Les doutes persistent quant à la participation de Trump au sommet du G7 français

Les doutes persistent quant à la participation de Trump au sommet du G7 français

Le président américain Donald Trump n’a pas confirmé qu’il assisterait au sommet du G7 des pays riches du sud-ouest de la France, à Biarritz, en août, lorsqu’il a rencontré le président Emmanuel Macron jeudi (6 juin), a déclaré un responsable français.

Une réunion des ministres des Affaires étrangères du G7 qui s’est tenue en Bretagne plus tôt cette année a été éclipsée lorsque le secrétaire d’État américain Mike Pompeo a choisi de ne pas y assister, soulignant à quel point il est devenu difficile de trouver un terrain d’entente entre alliés lors du sommet annuel des grandes puissances.

Outre les États-Unis, la France et la Grande-Bretagne, le groupe comprend le Japon, l’Allemagne, l’Italie, le Canada et l’Union européenne.

Les tensions entre les Etats-Unis et leurs alliés européens ont fait que là où ils étaient autrefois largement d’accord, ils cherchent maintenant le plus petit dénominateur commun dans les réunions internationales.

Macron et Trump ont eu une relation difficile, en désaccord avec l’approche unilatéraliste américaine en matière de commerce, de changement climatique et d’accord nucléaire avec l’Iran.

Jeudi, Trump a parlé d’une relation « exceptionnelle », tandis que Macron a décrit leur lien comme « extrêmement fort ».

Toutefois, lorsqu’on lui a demandé si M. Trump s’était engagé à participer au sommet du G7 de cette année, un responsable français du débriefing, après la réunion, a répondu que cela n’était toujours pas clair.

« Vous devriez lui poser la question (Trump).

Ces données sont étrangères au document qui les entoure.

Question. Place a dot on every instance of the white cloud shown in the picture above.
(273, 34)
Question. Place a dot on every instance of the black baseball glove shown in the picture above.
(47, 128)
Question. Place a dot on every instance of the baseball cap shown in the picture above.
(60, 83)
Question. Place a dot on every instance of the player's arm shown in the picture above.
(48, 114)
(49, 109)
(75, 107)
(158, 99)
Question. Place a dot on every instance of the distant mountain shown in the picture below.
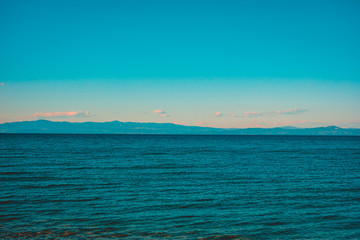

C’est important pour nous qu’il soit à Biarritz et nous espérons qu’il y sera », a déclaré le responsable.

En 2018, Trump a jeté dans le désarroi les efforts d’autres dirigeants pour montrer un front uni en partant tôt, en se retirant d’un communiqué commun et en critiquant son hôte canadien.

« Feux de l’enfer

Trump et le premier ministre britannique Theresa May se sont joints à Macron lors de cérémonies séparées, mercredi et jeudi, le long d’un tronçon de 80 km (50 milles) du littoral normand, où plus de 150 000 soldats ont débarqué le 6 juin 1944, sous un feu nourri de l’Allemagne.

« Nous savons ce que nous vous devons, à vous, nos anciens combattants : notre liberté. Au nom de mon pays, je tiens à dire  » merci « , a dit M. Macron à plusieurs dizaines de combattants américains du jour J dans un cimetière militaire américain surplombant la plage d’Omaha Beach, l’un des cinq points de débarquement en Normandie.

« La France n’oubliera jamais. »

Macron a décerné la Légion d’honneur, la plus haute distinction française pour le mérite, à cinq vétérans américains et a chaleureusement embrassé chaque homme.

Le débarquement de Normandie était prévu depuis des mois et a été gardé secret pour Hitler et ses forces malgré une énorme mobilisation transatlantique de l’industrie et de la main-d’œuvre.

« Vous êtes parmi les plus grands Américains qui vivront jamais « , a dit M. Trump dans son allocution, se tournant vers les anciens combattants survivants. « Tu es la fierté de notre nation, tu es la gloire de notre république et nous te remercions du fond du cœur. »

« Ces hommes ont traversé les flammes de l’enfer », a-t-il dit. « Ils sont venus ici et ont sauvé la liberté, puis ils sont rentrés chez eux et nous ont tous montré ce qu’est la liberté. »

Les commémorations se déroulent sur fond de deux années de diplomatie franche et de politique « America First » de Trump et de son administration qui ont ébranlé l’alliance de l’OTAN et testé les relations avec les alliés, dont la Grande-Bretagne et la France.

A la veille de cet anniversaire, le président français a évoqué l’esprit du jour J en disant : « Ces forces alliées qui, ensemble, nous ont libérés du joug allemand et de la tyrannie, sont les mêmes qui ont pu construire les structures multilatérales existantes après la Seconde Guerre mondiale.

« Nous ne devons pas répéter l’histoire et nous rappeler ce qui a été construit sur la base de la guerre », a-t-il dit.